The forecast comes as Florida enters the peak of hurricane season, from mid-August to October, when 95% of hurricanes form. Four named storms – Alberto, Beryl, Chris and Debby – have already spun up this season. Beryl and Chris both mustered hurricane strength, with Chris intensifying to a Category 2 storm with peak wind speeds of 105 mph (170 kmph).

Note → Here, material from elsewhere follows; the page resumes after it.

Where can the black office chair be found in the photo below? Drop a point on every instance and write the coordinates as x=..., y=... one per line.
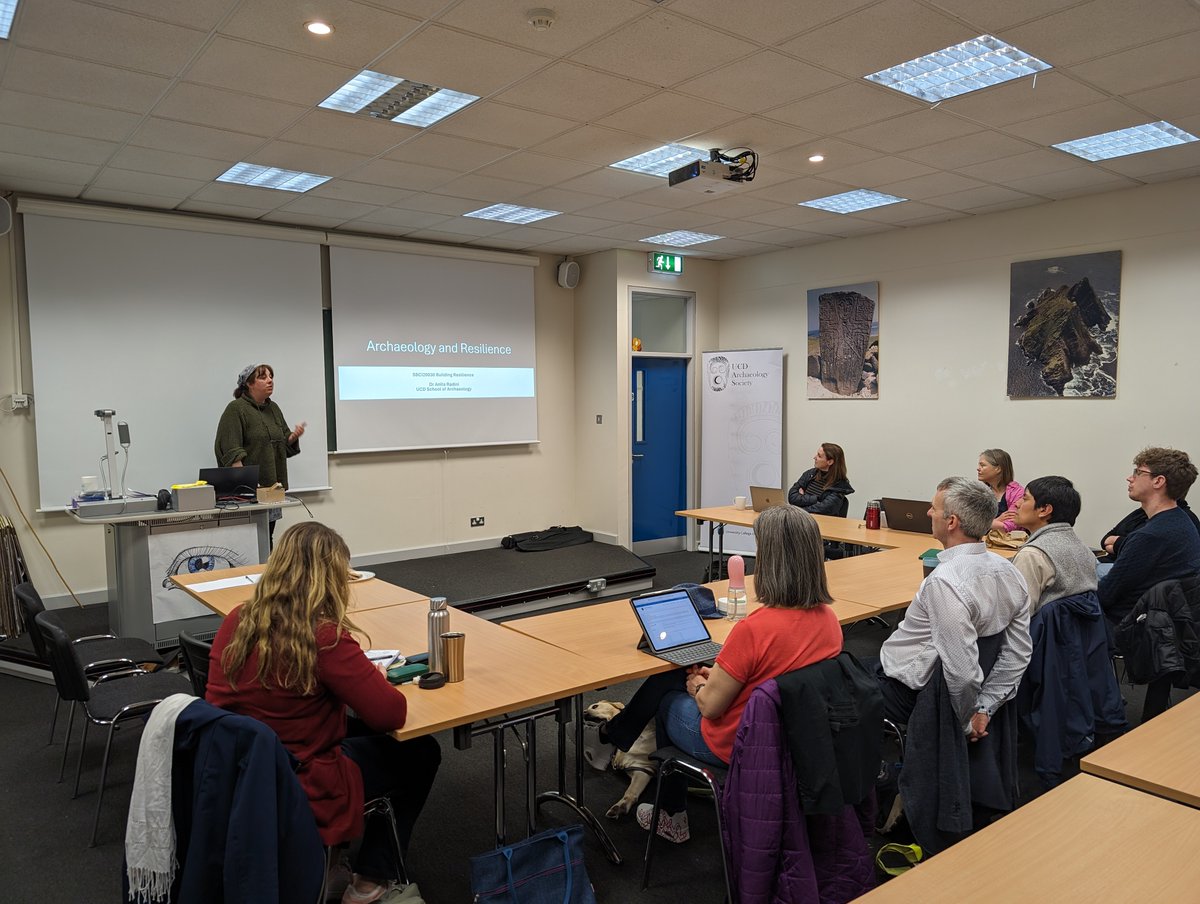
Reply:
x=195, y=653
x=97, y=652
x=114, y=698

As of Thursday afternoon, Tropical Storm Debby was still churning harmlessly in the northern Atlantic. “The season is not dead,” said Stanley Goldenberg, a meteorologist with the Hurricane Research Division of the National Oceanic and Atmospheric Administration. “Storms can pop up quickly and we do expect more storms.” The updated forecast predicts 9 to 13 named storms, including the 4 that have already formed. Also, 4 to 7 hurricanes are expected, with up to 2 major hurricanes of Category 3 or higher.

An average hurricane season has 12 named storms, 6 hurricanes and 3 major hurricanes. Bell said that, when the May forecast was released, the chances for El Niño were only 45%.

An update this week put the odds of an El Niño forming in the autumn at 65% and of a winter El Niño that could last into 2019 at up to 70%. Bell compared the current season to 2015, which had 11 named storms and 4 hurricanes.

But one of those hurricanes was Joaquin, a powerful Category 4 storm that killed 33 people when the cargo ship El Faro sunk near Crooked Island in the Bahamas. “Please remember the hurricane seasonal outlooks are a general guide and do not predict land-falling storms,” Bell said. “Whether or not a storm strikes land is determined by the weather patterns in place when the storm approaches and those are generally not predictable until five to seven days in advance.”

The planet was put on an El Niño watch in June. It’s not officially declared present until ocean temperatures in the equatorial Pacific are more than 1 degree above normal and are expected to maintain that temperature for 6 months. After that, it can take 30 to 60 days for the atmosphere to respond.

“If El Niño forms in October, it could shut the latter half of the season down,” Bell said. The onset of El Niño occurs in tandem with the relaxation of the trade winds. With the trade winds reduced, warm water that has piled up in the western Pacific Ocean and around Indonesia rushes back towards the east. That movement of warm water shifts rainfall patterns and the formation of deep tropical thunderstorms. Exploding storms whose cloud tops can touch the jet stream disrupt upper air patterns, so winds come more out of the west. The west winds create shear in the Atlantic, which can be deadly to budding hurricanes. When the Atlantic has lower tropical activity, the Pacific typically sees an increase. The Pacific’s storm tally, as of Thursday, was 11 named storms, including Hurricane Hector – a powerful 120 mph (195 kmph), Category 3 storm that is skirting along just south of the Hawaiian islands.

“The main message should be that, no matter what this or any other prediction says, that people must treat this like the peak of hurricane season and be prepared,” Goldenberg said. “Remember, 1992 was overall a very slow year.” Category 5 Hurricane Andrew – the first named storm of the 1992 season – devastated areas of South Florida when it ploughed ashore in August. 24.

Colorado State University has also reduced its early-season hurricane forecast, based largely on the cooler sea surface temperatures in the tropical Atlantic.

Lead CSU forecaster Phil Klotzbach said unusually strong high pressure in the Atlantic has driven stronger trade winds, which increased evaporation and the upwelling of cooler ocean temperatures from below the surface. Warm water is a main source of nourishment for hurricanes. Cooler water temperatures can discourage their formation. “The hurricane season is far from being over,” Bell said. “We urge continued preparedness and vigilance.”